KASUS PERETASAN SITUS PANDI OLEH SEPASANG BOCAH KEMBAR PONOROGO

KRONOLOGI KASUS   :
Peretasan situs Pengelola Nama Domain Indonesia (PANDI) terjadi pada tahun 2010 oleh sepasang bocah kembar  berinisial DBR dan ABR. Bocah kembar kelahiran tahun 1994 ini berasal dari Dusun Ploso Jenar, Desa Sumoroto, Kec. Kauman, Kab Ponorogo, Jawa Timur. Bocah kembar ini merupakan siswa lulusan program Kejar Paket C.

Ketua PANDI bidang Sosialisasi dan Komunikasi, Sigit Widodo mengakui saat itu sistem PANDi sedang burung sehingga rentan dibobol. DBR dan ABR masuk ke system PANDI pada tahun 2010.  Setahun kemudian, pengelola sistem PANDI menyadari sistem keamanannya rusak. Pandi pun melaporkan ke divisi Cyber Crime Kementrian Komunikasi dan Informatika. 

Mereka masuk ke system PANDI namun tidak merusak. Mereka hanya menduplikasi nama domain dan diaktifkan secara illegal tetapi tidak dikomersilkan (dijual). Domain – domain yang telah mereka aktifkan juga tidak pernah diisi apa – apa.
Mereka melakukan pembobolan situs PANDI hanya memanfaatkan fasilitas gratis dari Mozilla, mereka menggunakan software tamper data (plug – in gratis Mozilla).


TINDAK HUKUM     :
Kasus peretasan situs PANDI ini sebenarnya sudah terjadi sejak tahun 2010, namun baru disidangkan kembali pada tahun 2014.
Hakim di pengadilan Ponorogo mendakwa dua tersangka dengan dakwaan Primair pasal 48 (1) jo pasal 32 (1) uu no.11/2008 tentang informasi dan transaksi elektronik jo pasal 55 (1) KUHP dengan ancaman hukuman maksimal 8 tahun penjara dengan denda maksimal Rp2 miliar. Juga dakwaan subsidair 46(1) jo pasal 30(1) uu 11/2008 jo pasal 55 KUHP dengan ancaman 6 tahun penjara dan denda Rp600 juta.

ANALISA KASUS   :
  # Menurut analisa saya, kasus peretasan situs Pengelola Nama Domain Indonesia ini tergolong cyber crime dalam jenis Unauthorized Access to Computer System and Service, karena kedua bocah kembar tersebut memasuki sistem Pengelola Nama Domain Indonesia tanpa seizin atau tanpa sepengetahuan pemiliknya.
   
   # Kasus peretasan ini juga bisa di kategorikan ke dalam jenis cyber crime sebagai tindak kejahatan abu – abu, karena pelaku melakukan  pembobolan situs tetapi tidak merusak sistem.

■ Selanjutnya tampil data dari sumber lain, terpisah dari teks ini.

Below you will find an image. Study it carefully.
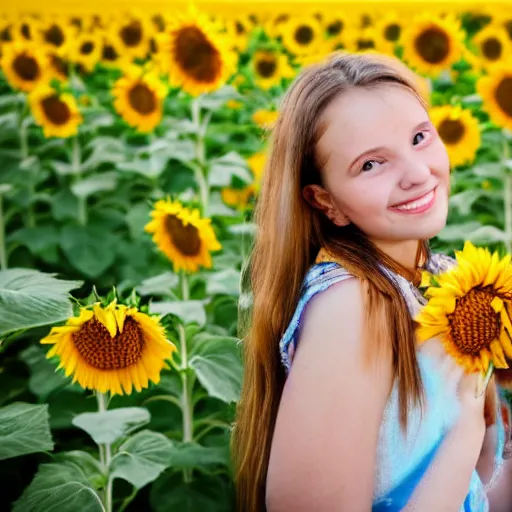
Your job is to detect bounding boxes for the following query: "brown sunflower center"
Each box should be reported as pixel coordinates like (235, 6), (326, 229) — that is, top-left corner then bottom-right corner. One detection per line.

# Menurut hakim, tersangka mendapat dakwaan Primair pasal 48 (1) jo pasal 32 (1) uu no.11/2008 tentang informasi dan transaksi elektronik jo pasal 55 (1) KUHP dengan ancaman hukuman maksimal 8 tahun penjara dengan denda maksimal Rp2 miliar. Juga dakwaan subsidair 46(1) jo pasal 30(1) uu 11/2008 jo pasal 55 KUHP dengan ancaman 6 tahun penjara dan denda Rp600 juta.

Namun jika di lihat dari kronologi kasusnya, dakwaan tersebut terlalu berlebihan untuk anak di bawah umur seperti ABR dan DBR, mengingat tersangka tidak mendapatkan pendidikan secara formal melainkan hanya siswa lulusan pendidikan program kejar paket C. kedua bocah kembar ini juga melakukan pembobolan hanya melalui software gratisan dari Mozilla dan mereka tidak melakukan perusakan terhadap sistem. 
Pembobolan ini justru dirasa membantu pengelola sistem PANDI dalam menemukan celah ketidaksempurnaan sistem dan dapat segera dilakukan  perbaikan sistem.
Alangkah baiknya jika pelaku di berikan hukuman yang sifatnya lebih mendidik melihat potensi anak di dunia IT sangat mumpuni.